How To Test & Validate Structured Data
Structured Data Testing Using The SEO Spider
Structured data provides search engines with explicit clues about the meaning of pages and their components and can enable special search result features and enhancements in Google.
The different Google ‘rich result’ search features require different types of structured data and implementing them can help achieve rich snippets (a more stand-out, detailed ‘snippet’ in the search results) which may result in more traffic.
Google’s Structured Data Testing Tool can help review and validate structured data implementation against their rich result features requirements. Unfortunately, there isn’t an API, it doesn’t allow auditing of URLs in bulk and sometimes misses or miss-classifies validation issues between required and recommended properties.
Google are working on enhancement reports to help monitor structured data in Search Console as well, although they don’t yet support all rich result features.
With the above in mind, our team built our own structured data validator into the Screaming Frog SEO Spider to help make the auditing process more efficient and at scale.
1) Enable Structured Data Options Under ‘Configuration > Spider > Extraction’
Tick ‘JSON-LD’, ‘Microdata’, ‘RDFa’, ‘Schema.org Validation’ and ‘Google Validation’.

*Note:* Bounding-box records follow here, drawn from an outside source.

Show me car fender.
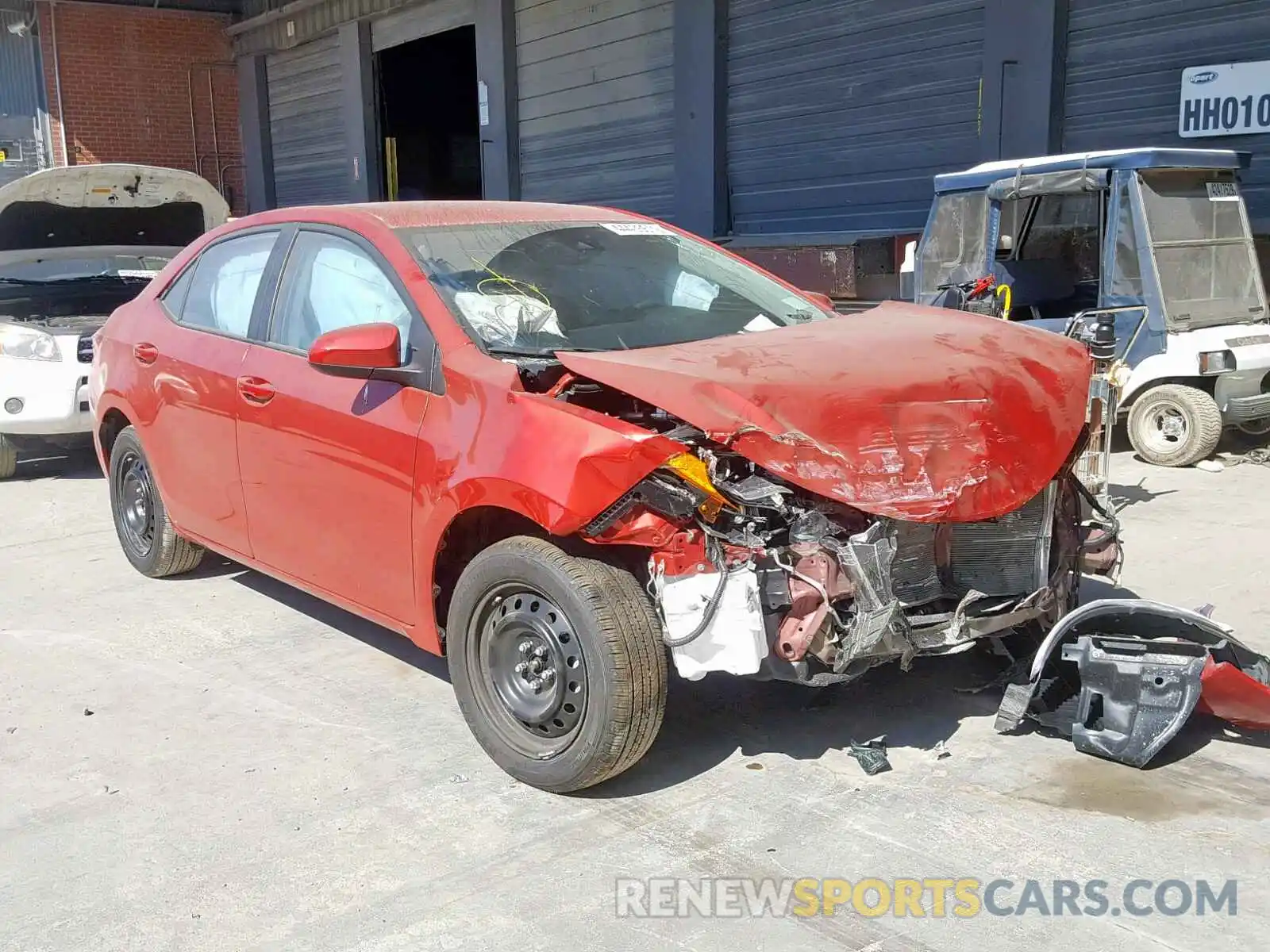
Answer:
[1120,325,1270,406]
[411,360,684,651]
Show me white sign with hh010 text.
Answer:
[1177,60,1270,138]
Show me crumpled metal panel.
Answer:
[559,302,1091,522]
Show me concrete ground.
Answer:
[0,444,1270,952]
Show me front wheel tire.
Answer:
[446,536,667,793]
[1129,383,1222,466]
[108,427,206,579]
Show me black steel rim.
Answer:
[114,449,155,559]
[468,582,589,759]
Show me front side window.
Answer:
[269,231,413,363]
[174,231,278,338]
[1107,186,1141,301]
[1018,192,1103,284]
[402,221,828,354]
[1139,169,1266,328]
[918,192,988,301]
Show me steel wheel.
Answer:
[114,449,155,559]
[466,582,588,758]
[1141,400,1190,455]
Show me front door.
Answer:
[144,230,278,556]
[237,230,429,624]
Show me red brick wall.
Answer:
[37,2,246,213]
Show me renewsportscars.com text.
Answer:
[614,877,1238,919]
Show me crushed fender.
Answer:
[995,599,1270,768]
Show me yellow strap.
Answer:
[997,284,1012,321]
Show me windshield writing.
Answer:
[402,222,827,354]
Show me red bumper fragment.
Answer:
[1195,658,1270,730]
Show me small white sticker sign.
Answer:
[601,221,675,235]
[1204,182,1240,202]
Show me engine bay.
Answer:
[518,360,1119,685]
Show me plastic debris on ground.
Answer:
[847,736,891,777]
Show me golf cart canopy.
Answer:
[0,163,230,251]
[935,148,1253,194]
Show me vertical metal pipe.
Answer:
[186,66,203,175]
[207,66,225,195]
[48,2,71,165]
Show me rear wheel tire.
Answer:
[110,427,206,579]
[0,436,17,480]
[446,536,667,793]
[1129,383,1222,466]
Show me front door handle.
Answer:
[237,377,278,404]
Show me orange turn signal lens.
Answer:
[663,453,737,522]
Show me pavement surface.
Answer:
[0,444,1270,952]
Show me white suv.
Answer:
[0,165,229,478]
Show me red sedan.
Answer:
[91,203,1090,791]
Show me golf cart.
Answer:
[914,148,1270,470]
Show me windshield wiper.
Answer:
[0,274,150,288]
[485,344,614,360]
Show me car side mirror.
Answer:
[802,290,833,311]
[309,324,402,378]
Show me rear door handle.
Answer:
[237,377,278,404]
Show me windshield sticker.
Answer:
[745,313,781,334]
[599,221,675,235]
[455,290,564,347]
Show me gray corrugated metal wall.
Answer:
[516,0,680,218]
[728,0,984,235]
[267,34,352,207]
[1063,0,1270,233]
[0,4,52,186]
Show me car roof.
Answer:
[935,148,1253,193]
[233,201,641,228]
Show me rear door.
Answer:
[144,228,279,557]
[237,226,434,624]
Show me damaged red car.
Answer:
[91,202,1115,791]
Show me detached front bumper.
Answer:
[0,350,93,436]
[1222,393,1270,423]
[995,599,1270,766]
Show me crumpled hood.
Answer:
[0,163,230,251]
[559,302,1091,522]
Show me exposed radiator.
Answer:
[891,482,1058,605]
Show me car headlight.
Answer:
[1199,351,1234,374]
[0,324,62,360]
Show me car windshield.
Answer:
[4,252,170,284]
[400,221,828,355]
[1141,170,1266,328]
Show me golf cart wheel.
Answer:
[446,536,665,793]
[1129,383,1222,466]
[110,427,206,579]
[0,436,17,480]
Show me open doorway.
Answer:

While Schema.org vocabulary is case sensitive (and you can enable this option), Google is not as strict – so this isn’t required for Google rich result features and their understanding of structured data.
2) Crawl The Website
Open up the SEO Spider, type or copy in the website you wish to crawl in the ‘Enter URL to spider’ box and hit ‘Start’.
The crawl will then start and structured data will be extracted from pages and validated. Grab a coffee and wait until the progress bar reaches 100%, and the crawl is completed.
3) View The Structured Data Tab
The Structured Data tab shows all URLs found in a crawl and the different structured data types in separate corresponding columns, as well as totals, errors and warnings in the main window pane.
The structured tab has 8 filters that help you understand the structured data implementation, and identify validation issues. The ‘Total Types’ and ‘Unique Types’ columns count the number of structured data itemtypes that has been discovered for each URL.
The right-hand overview window pane provides a summary of data contained within each tab and filter, so you know where to click, without having to check each filter to see if there’s data.
You’re able to filter by the following –
- Contains Structured Data – These are simply any URLs that contain structured data. You can see the different types in columns in the upper window.
- Missing Structured Data – These are URLs that do not contain any structured data.
- Validation Errors – These are URLs that contain validation errors. The errors can be either Schema.org, Google rich result features, or both – depending on your configuration. Schema.org issues will always be classed as errors, rather than warnings. Google rich result feature validation will show errors for missing required properties or problems with the implementation of required and recommended properties. Google’s ‘required properties’ must be included and valid for content to be eligible for display as a rich result.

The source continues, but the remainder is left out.